Figure 3 plots the objective function value versus elapsed time and AUPRC versus elapsed time for different values of C and d. As shown, \(d=8\) achieves the highest value of AUPRC and the lowest value of the objective function. \(d=10\) achieves lower AUPRC and higher objective values. This result contradicts the function value at the optimal solutions as the feature space of \(d=8\) is strictly included by that of \(d=9\), which is similarly included by \(d=10\). This indicates that when \(d=8\), the optimization progresses more efficiently by focusing on important features. For \(d=10\), a more efficient extraction of features is required to accelerate the entire scheme.

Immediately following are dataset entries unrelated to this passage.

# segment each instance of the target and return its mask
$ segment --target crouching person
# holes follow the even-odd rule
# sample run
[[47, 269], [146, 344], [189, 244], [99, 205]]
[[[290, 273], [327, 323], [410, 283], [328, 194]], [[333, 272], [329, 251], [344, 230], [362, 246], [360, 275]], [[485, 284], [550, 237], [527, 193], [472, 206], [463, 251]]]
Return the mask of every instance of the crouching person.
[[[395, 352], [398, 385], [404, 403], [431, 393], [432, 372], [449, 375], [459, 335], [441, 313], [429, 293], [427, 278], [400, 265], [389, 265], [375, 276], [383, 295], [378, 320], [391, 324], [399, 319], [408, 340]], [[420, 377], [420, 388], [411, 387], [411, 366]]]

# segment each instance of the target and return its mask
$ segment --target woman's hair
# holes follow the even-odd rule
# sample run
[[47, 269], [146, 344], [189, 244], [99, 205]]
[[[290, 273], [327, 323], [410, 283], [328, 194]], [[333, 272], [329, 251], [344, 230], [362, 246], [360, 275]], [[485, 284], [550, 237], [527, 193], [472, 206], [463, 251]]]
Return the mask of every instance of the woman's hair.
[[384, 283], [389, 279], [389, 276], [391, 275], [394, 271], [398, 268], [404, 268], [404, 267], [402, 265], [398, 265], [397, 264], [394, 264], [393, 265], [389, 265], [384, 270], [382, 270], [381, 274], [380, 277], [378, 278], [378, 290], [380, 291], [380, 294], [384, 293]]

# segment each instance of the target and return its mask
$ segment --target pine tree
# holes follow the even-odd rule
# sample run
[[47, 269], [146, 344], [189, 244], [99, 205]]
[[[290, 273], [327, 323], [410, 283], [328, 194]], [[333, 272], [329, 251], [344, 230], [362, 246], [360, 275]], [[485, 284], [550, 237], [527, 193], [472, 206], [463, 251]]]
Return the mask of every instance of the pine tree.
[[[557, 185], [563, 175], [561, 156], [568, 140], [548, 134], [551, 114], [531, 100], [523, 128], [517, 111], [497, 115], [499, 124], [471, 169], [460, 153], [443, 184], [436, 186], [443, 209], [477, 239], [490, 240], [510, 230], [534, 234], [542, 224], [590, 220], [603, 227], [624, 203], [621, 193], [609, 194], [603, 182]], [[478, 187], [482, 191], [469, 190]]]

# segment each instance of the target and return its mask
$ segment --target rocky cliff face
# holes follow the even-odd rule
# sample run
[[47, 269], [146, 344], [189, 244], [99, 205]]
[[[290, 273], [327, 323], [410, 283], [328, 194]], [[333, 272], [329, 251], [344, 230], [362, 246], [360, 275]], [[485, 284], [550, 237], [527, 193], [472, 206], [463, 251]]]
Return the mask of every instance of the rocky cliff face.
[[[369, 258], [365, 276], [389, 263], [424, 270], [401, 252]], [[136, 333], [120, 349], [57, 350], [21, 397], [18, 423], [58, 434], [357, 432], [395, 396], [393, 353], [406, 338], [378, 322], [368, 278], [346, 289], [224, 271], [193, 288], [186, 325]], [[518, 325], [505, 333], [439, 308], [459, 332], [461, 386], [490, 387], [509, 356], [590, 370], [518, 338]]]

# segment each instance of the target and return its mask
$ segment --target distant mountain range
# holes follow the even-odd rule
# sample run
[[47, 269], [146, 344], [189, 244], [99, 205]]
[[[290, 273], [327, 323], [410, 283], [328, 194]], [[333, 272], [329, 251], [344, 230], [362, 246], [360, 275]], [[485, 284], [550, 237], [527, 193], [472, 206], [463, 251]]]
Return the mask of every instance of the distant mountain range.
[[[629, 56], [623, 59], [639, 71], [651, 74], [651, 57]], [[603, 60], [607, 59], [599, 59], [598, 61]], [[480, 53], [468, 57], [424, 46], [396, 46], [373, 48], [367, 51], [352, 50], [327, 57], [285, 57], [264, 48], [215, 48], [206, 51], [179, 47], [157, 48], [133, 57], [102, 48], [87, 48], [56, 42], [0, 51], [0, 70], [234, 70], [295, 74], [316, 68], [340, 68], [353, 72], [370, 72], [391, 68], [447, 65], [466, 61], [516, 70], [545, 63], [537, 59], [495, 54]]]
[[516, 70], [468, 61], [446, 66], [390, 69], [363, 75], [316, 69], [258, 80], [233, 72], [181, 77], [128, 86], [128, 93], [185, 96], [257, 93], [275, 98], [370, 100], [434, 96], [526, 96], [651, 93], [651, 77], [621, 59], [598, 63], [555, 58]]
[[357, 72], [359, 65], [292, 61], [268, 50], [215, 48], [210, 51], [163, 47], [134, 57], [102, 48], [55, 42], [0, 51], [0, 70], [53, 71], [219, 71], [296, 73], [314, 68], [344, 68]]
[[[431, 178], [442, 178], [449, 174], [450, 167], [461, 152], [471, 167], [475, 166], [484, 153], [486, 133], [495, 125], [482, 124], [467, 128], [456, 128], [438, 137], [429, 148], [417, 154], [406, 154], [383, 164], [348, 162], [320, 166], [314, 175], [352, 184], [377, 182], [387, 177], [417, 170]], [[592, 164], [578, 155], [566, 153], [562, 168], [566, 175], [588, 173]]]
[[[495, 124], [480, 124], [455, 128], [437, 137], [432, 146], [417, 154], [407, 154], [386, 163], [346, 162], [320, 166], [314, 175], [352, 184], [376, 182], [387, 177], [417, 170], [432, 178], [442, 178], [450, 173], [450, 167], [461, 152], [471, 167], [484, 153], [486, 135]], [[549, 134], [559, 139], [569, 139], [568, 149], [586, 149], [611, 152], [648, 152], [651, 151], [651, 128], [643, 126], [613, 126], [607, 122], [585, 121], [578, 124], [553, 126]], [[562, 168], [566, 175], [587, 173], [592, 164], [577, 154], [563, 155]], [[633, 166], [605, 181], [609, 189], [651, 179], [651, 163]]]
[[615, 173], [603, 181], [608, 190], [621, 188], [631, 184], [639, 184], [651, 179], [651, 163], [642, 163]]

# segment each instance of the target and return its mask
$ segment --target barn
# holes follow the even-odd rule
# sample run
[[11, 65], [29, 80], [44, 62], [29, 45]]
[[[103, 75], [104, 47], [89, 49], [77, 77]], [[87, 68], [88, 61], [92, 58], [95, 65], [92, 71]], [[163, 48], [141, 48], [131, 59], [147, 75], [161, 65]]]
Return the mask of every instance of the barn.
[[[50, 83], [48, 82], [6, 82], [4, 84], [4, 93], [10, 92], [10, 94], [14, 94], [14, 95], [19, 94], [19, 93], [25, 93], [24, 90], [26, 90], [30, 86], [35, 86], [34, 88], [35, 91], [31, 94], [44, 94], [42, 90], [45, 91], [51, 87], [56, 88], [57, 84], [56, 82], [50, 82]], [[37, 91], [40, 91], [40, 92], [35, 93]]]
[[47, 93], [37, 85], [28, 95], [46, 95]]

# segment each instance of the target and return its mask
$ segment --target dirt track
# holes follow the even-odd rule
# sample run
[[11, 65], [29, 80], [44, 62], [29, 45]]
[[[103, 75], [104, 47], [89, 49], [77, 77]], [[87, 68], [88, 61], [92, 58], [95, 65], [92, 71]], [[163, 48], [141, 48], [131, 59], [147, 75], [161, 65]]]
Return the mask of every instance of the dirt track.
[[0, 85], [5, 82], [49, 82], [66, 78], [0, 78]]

Notably, even for developing sampled features used by liblinear, more than two days were required for each dataset. Therefore, our scheme could obtain higher values of AUPRC than those obtained by randomly sampling features in shorter time when the same hyper-parameters are set. In addition, our scheme keeps decreasing the objective values and increasing AUPRC for more than a week. This implies that the optimization is not completed yet and AUPRC could be further improved. This observation also indicates that a more efficient scheme is desired for better performance for solving even larger feature spaces.

5 Conclusion

In this paper, we proposed a scheme for solving the L1 regularization problem with a large number of datapoints and an even larger number of features. By simultaneously developing the data matrix \(\varPhi \) and optimizing the parameters, the proposed scheme can efficiently learn the parameters, while only the seemingly important features are developed. The experiments show that the proposed scheme can efficiently learn parameters with richer feature spaces than could be used in the past. In our research, we demonstrated the performance of our scheme by using combinatorial features. In the future, we will consider an extensive application of various types of feature spaces and distributed optimization schemes.